Nodding Off Muse: She comes—this specter of creativity—to fill our minds with characters and story lines and dialog and descriptions compelling writers to leap from their bed and jot down the best ideas ever…but wait, come back, the moment you flick on the light she vanishes into the shadows.

Dream Muse: Evil twin of Nodding Off Muse, she fills a writer’s head with wonderful plots, captivating intrigues, and evocative scenes only of which a few can be remembered in the morning.

Psycho Muse: She’ll whisper “This is fabulous paragraph—luscious with description  revealing the character’s pain” one minute only to murmur “Overwritten, tragically overwritten—why are you hitting your reader over the head with a wordy 2 by 4?” Psycho Muse helps writers reconsider and evaluate their literary techniques with an eye toward the reader. She might also be the cause of a writer’s descent into madness. Take Psycho Muse with a grain of salt and sprinkling of sugar. ( I treat my Psycho Muse to a salted caramel ice cream cone when she visits.)

Driving Muse: She comes up with the best, most amazing solutions to your plot flaws and provides riveting dialog while you are driving. The trick is to thank her profusely and repeat her brilliance until you can write it down or find the record feature on your phone.

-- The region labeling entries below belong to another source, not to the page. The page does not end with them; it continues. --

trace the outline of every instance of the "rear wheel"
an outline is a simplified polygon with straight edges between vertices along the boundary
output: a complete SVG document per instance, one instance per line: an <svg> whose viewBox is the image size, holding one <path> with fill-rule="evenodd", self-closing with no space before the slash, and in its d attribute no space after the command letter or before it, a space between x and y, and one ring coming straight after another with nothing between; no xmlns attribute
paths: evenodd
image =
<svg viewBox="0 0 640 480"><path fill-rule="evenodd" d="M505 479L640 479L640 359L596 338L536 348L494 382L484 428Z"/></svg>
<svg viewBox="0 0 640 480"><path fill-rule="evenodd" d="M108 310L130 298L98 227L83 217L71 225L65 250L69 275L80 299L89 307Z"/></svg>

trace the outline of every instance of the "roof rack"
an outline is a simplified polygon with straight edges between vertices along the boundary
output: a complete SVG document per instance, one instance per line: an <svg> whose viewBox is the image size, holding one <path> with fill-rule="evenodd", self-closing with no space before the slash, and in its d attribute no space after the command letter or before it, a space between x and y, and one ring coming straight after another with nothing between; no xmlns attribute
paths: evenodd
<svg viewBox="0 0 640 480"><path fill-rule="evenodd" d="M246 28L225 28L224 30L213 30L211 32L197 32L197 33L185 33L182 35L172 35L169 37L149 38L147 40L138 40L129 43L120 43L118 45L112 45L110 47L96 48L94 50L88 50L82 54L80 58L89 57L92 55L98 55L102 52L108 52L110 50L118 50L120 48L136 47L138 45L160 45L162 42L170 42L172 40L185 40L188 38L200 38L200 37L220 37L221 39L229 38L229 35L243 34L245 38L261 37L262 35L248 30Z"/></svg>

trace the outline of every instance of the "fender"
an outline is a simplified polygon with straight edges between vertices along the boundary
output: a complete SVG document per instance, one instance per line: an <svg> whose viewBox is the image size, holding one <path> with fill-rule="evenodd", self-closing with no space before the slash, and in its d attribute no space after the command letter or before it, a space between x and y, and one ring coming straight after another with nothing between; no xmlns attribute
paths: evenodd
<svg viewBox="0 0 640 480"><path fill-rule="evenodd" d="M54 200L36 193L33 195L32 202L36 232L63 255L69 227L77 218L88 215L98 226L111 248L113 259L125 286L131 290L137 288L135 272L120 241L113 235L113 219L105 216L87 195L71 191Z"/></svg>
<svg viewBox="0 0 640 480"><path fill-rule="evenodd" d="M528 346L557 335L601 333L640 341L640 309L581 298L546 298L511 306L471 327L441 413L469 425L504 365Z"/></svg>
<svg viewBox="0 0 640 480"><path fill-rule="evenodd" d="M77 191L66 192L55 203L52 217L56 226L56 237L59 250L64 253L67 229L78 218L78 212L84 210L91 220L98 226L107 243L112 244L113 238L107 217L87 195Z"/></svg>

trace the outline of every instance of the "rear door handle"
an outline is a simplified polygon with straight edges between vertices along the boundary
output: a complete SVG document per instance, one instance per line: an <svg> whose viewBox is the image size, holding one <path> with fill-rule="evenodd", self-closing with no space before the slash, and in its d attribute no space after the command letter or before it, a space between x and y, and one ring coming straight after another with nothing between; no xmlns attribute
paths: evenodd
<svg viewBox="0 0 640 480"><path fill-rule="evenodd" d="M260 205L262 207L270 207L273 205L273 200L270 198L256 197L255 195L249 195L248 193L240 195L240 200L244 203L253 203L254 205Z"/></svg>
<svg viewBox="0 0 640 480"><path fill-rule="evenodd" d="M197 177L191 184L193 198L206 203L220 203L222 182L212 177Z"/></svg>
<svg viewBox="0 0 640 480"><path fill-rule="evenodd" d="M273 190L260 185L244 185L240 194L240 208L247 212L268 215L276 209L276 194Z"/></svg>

Guilty Muse: “You really should be [ insert chore here] .” I know, you respond, but the words are flowing, the hubby and kiddos can forage for their own food. “Your friends haven’t seen you in a while.” But, I’m almost done, true friends understand. Guilty Muse helps balance our time ( “Fat Chance,” laughs Sarcastic Muse ) and urges us to complete tasks other than writing obsessively during the day–even if it’s as simple as texting hubby Get Toilet Paper on the way home.  Ever the practical one, Guilty Muse suggests rewriting a sentence in your head while tossing in the next load of laundry.

Which Muses visit YOU while writing?